All blueberries demand constantly moist soil and good drainage with plenty of organic matter. If you have either very sandy or clay soils, dig in plenty of organic matter; it will make sand more water retentive, and improve the drainage of clay soils. If you want to grow any Highbush blueberries check your pH. If it is more than pH 5.5, dig in sulphur, or use ammonium sulphate in spring to reduce your pH.

Blueberries have a fibrous surface root system. This must not be allowed to dry out, and any weeds will compete with your plants. Mulch with acidifying organic mulches, such as oak leaf or pine needles. Straw will do, but always spread some well-rotted chook manure (or pelletised) under the straw, and watch out for the weeds.

If your soil pH is too high, they may show signs of iron deficiency, so adjust the pH rather than the iron. If the leaves start to yellow between the leaf veins, your soil could be deficient in magnesium, so water in some Epsom salts – about one tablespoon to a watering can.

Choose a sunny spot sheltered from hot winds. Beyond picking off the odd caterpillar, blueberries are generally not troubled by much in the way of pests and diseases, especially in the home garden.
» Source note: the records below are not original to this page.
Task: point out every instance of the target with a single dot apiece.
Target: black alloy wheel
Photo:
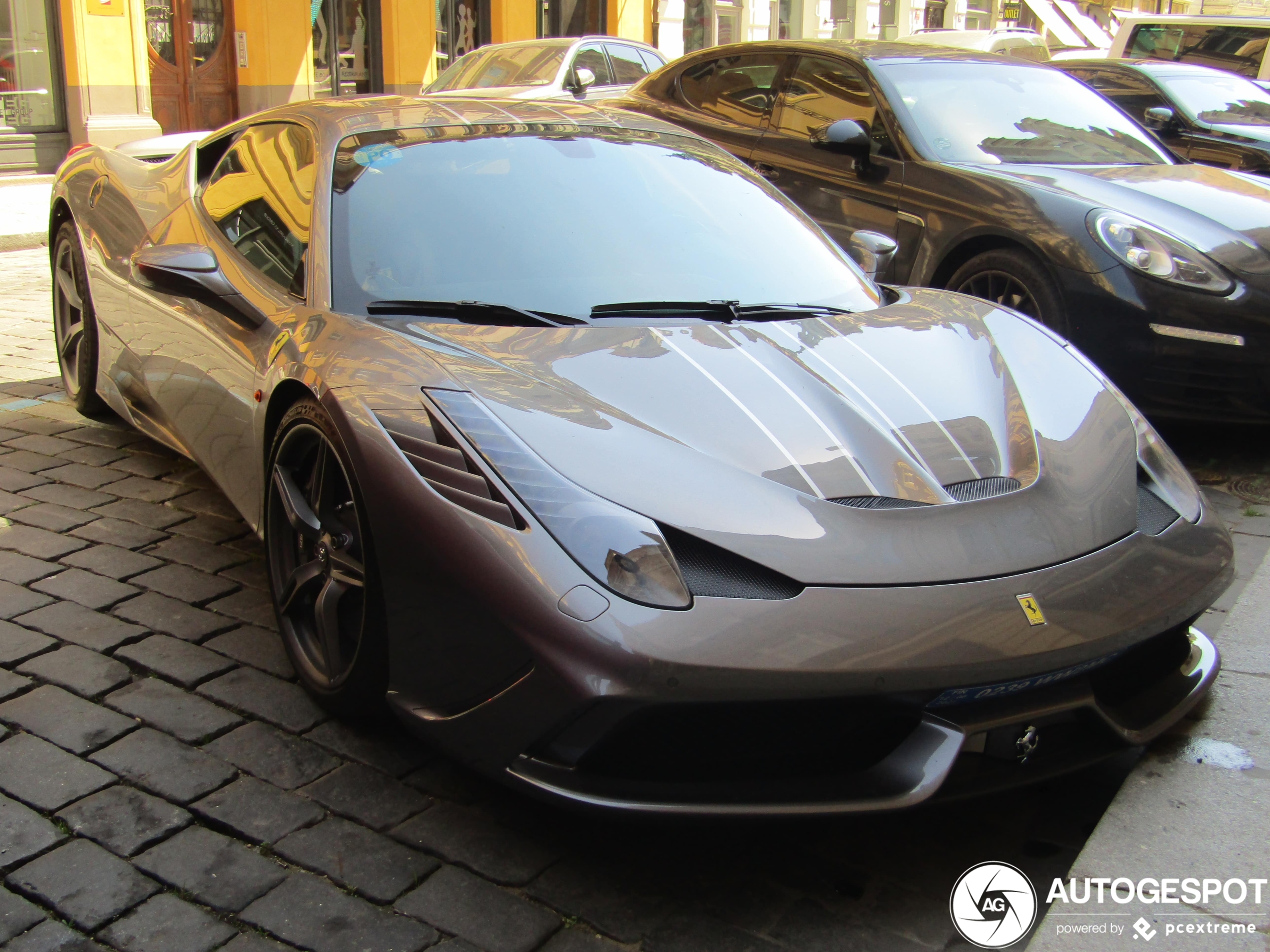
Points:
(316, 545)
(76, 323)
(1015, 280)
Birds are another matter, but fortunately they can be easily kept at bay with suitable netting. It is important to note that when using netting, be sure to secure it firmly and tightly to prevent accidental injury to birds, reptiles and other fauna.

Pick your blueberries every few days by gently twisting the biggest and darkest fruit into a bowl held underneath. The berries should be blue all the way around indicating maximum sugar levels. No green parts should be visible at the stem, as blueberries do not sweeten once picked.

Commercial crops are picked slightly under-ripe to extend their shelf-life, but at home, allow them to ripen to perfection to enjoy maximum flavour and sweetness. For perfect blueberries, you must grow your own.